Le forze dell’ordine egiziane starebbero utilizzando le violenze sessuali come metodo “sistematico” per silenziare e scoraggiare la dissidenza. A formulare l’accusa è la Federazione internazionale per i diritti umani (Fidh), secondo cui le forze di sicurezza egiziane hanno incrementato la pratica di abusi sessuali dal luglio 2013, dopo il colpo di Stato militare che ha deposto l’ex presidente islamista Mohammed Morsi.
Un rapporto basato su interviste a testimoni e vittime, rivela che nel ‘sistema’ sono coinvolti agenti di polizia, della Sicurezza nazionale e dell’esercito. Tra le vittime degli abusi sessuali, di vario genere, figurano membri di organizzazioni non governative, studenti, uomini e donne.

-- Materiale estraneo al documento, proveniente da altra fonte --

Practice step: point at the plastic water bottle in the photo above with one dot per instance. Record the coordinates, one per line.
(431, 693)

“Il numero di violenze sessuali avvenute durante gli arresti e nelle prigioni, la somiglianza nei metodi usati e la generale impunità di cui godono i carnefici rivelano una strategia politica cinica, mirata a opprimere la società civile e ridurre al silenzio l’opposizione”, ha detto Karim Lahidji, presidente del Fidh.
Da parte sua, il ministero degli Interni ha dichiarato che si esprimerà sull’argomento una volta dopo aver visionato il rapporto.

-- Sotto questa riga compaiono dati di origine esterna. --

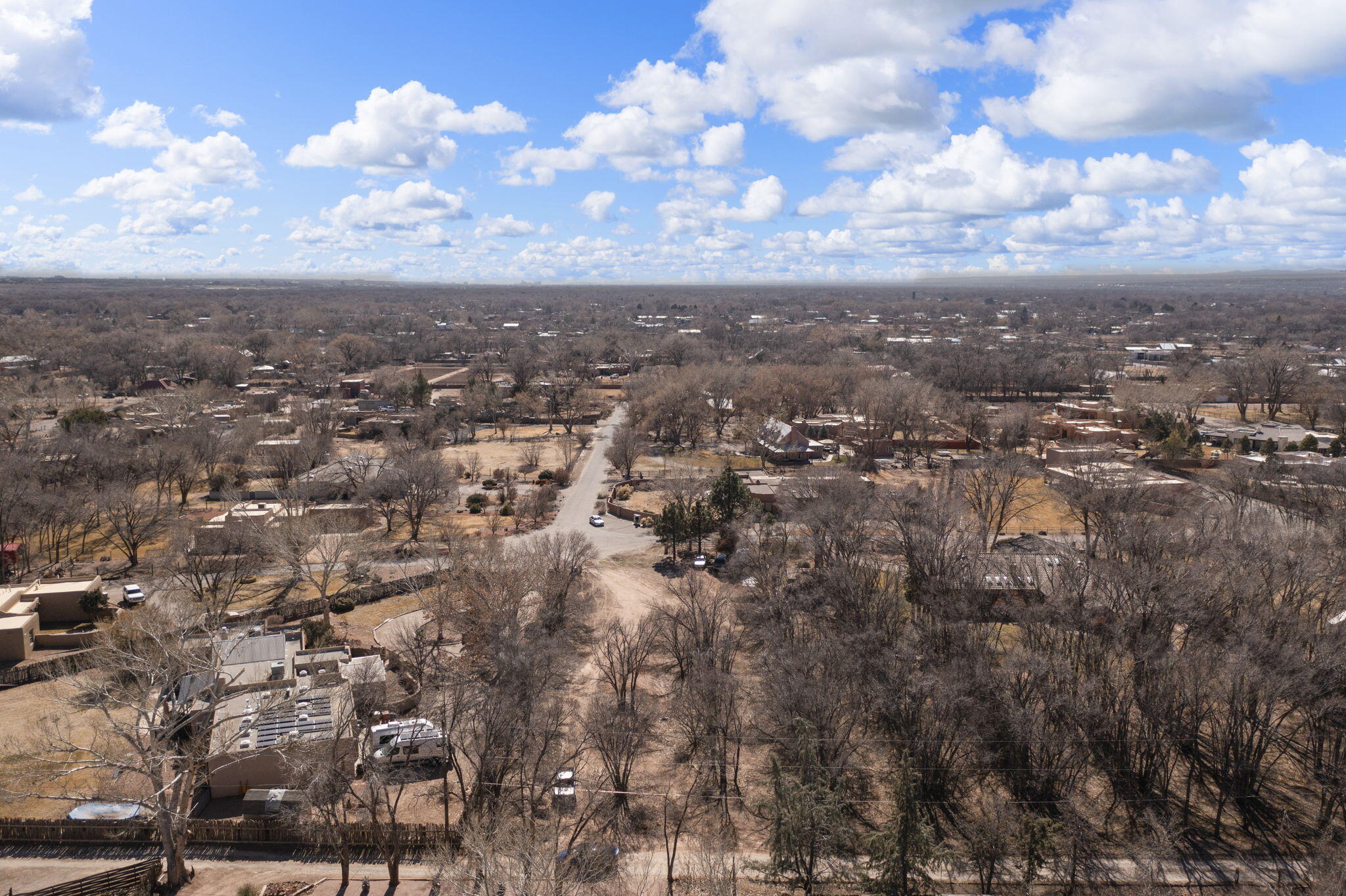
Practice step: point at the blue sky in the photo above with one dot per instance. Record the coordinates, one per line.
(727, 141)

La violenza sessuale per fiaccare l’opposizione è uno strumento particolarmente efficace in società come quella egiziana in cui l’onore, in particolare quello delle donne, è un affare di famiglia le cui conseguenze ricadono su fratelli, mariti e genitori.
Quanto alle nuove leggi allo studio per contrastare il fenomeno, come quella sulle molestie sessuali, sono tacciate di “ipocrisia” da numerose organizzazioni per i diritti umani. Come ha osservato infatti Mervat Tallawy, a capo del Consiglio nazionale delle donne, un organismo incaricato di difendere i diritti delle donne, “è impensabile che una organizzazione paramilitare come la polizia abbia commesso reati di violenza sessuale sistematici nelle carceri egiziane senza che nessuno ne fosse a conoscenza o ne abbia approvato la pratica”.